High-speed multimedia radio (HSMM), colloquially referred to as the hinternet, is the implementation of wireless data networks over amateur radio frequencies using commercial off-the-shelf (COTS) hardware such as 802.11 access points and D-Star equipment. Licensed amateur radio operators may use amplifiers and specialized antennas to increase the power and coverage of the 802.11 signal.

The name hinternet comes from a combination of the words ham and Internet and can be used to refer to any high speed data network over amateur radio, not just 802.11 networks.

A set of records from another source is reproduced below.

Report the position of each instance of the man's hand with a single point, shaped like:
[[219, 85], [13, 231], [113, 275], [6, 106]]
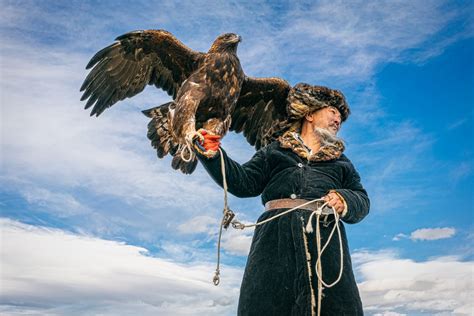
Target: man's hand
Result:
[[207, 143], [335, 201], [211, 141]]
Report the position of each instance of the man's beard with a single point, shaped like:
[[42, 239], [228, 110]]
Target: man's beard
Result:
[[326, 138]]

The idea behind this implementation is to use the 900 MHz (33 cm), 2.4 GHz (13 cm), 3.4 GHz (9 cm), and 5.8 GHz (5 cm) amateur radio bands under the U.S. Federal Communications Commission (FCC) Part 97 rules (amateur radio service) instead of the Part 15 rules (unlicensed). This enables amateur operators to legally use higher output power for wireless devices and allows for longer-range communications. Such communications can be used to assist in emergency communications and disaster relief operations and in everyday amateur radio communications.

What can it do?

The "hinternet" can support most of the traffic that the Internet currently does, including video chat, voice, instant messaging, the Web (HTTP), file transfer (FTP), and forums. The only differences being that on the hinternet such services are community instead of commercially implemented and the "hinternet" is mostly wireless. The hinternet can even be connected to the Internet and used for "Web surfing", although because of the FCC regulations on permitted content, this is rarely done. Using high gain antennas and amplifiers, reliable long-distance wireless links over many miles are possible and only limited by the radio horizon.